Latest revision as of 10:00, 27 October 2010

Homework 9 Collaboration Area

Click on

Legendre hints from Bell

for some hints about Legendre Polynomials.

Question Page 597, Problem 5:

What do we do with the x in the first term of this problem?

Answer: When you do a Laplace transform wrt t, the x floats along like when you do d/dt(x*t).

Additional question: I get to this point after taking the Laplace Transform:

d/dx*W(x,s) + s/x*W(x,s) = 1/s^2.

Is this correct?

Answer: Yes, that's what I got. Check out lecture 23 around the 28 minute mark to see what to do next.

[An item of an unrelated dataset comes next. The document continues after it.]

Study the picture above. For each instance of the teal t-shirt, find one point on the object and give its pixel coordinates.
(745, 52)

Message from Bell: When you solve that ODE as a first order linear ODE in the x variable, you should get an integrating factor of x^s. Remember that the arbitrary constant that you get in the solution might depend on s. So I like to write C(s) for the arbitrary constant. You will need to show that C(s) must be zero by showing that

W(0,s)=0.

This follows from one of the boundary conditions given in the problem.

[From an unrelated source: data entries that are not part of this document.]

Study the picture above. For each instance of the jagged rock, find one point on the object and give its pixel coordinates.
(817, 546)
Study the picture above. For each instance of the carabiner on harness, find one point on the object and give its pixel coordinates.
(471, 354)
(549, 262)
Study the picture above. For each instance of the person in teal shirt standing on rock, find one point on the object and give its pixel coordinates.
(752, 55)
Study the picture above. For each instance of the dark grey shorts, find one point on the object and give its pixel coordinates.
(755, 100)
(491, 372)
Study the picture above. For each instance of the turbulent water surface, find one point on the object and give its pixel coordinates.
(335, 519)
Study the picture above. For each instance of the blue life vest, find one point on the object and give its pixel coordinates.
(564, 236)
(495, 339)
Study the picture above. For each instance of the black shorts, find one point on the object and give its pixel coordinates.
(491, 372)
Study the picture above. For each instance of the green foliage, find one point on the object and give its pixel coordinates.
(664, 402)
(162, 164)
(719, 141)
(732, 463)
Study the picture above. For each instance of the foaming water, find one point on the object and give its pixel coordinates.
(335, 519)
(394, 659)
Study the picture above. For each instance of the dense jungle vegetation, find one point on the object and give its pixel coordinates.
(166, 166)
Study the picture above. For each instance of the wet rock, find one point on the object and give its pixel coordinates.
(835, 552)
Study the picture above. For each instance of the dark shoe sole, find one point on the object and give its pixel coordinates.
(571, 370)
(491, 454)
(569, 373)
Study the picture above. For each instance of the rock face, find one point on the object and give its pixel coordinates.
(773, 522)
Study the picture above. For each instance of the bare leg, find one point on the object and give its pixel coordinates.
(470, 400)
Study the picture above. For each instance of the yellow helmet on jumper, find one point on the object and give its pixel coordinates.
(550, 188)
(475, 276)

Page 209 Problem 5: I've done this problem 5 times over, (yes, again after reading Prof. Bell's notes) and I keep getting 2/3 out of the integral rather than the necessary 0. Whether it's cos^3 or x^3, I don't see any way to get anything other than Pm*Pn/3*(-1 - 1) = 2/3 * PnPm rather than the 0 we're looking for. Or do I just not understand orthogonality??

New Question: How is everyone else "showing orthogonality?" Are you evaluating all the available (11) polynomials, doing just a few and making a statement, or have you figured out how to integrate (11) itself?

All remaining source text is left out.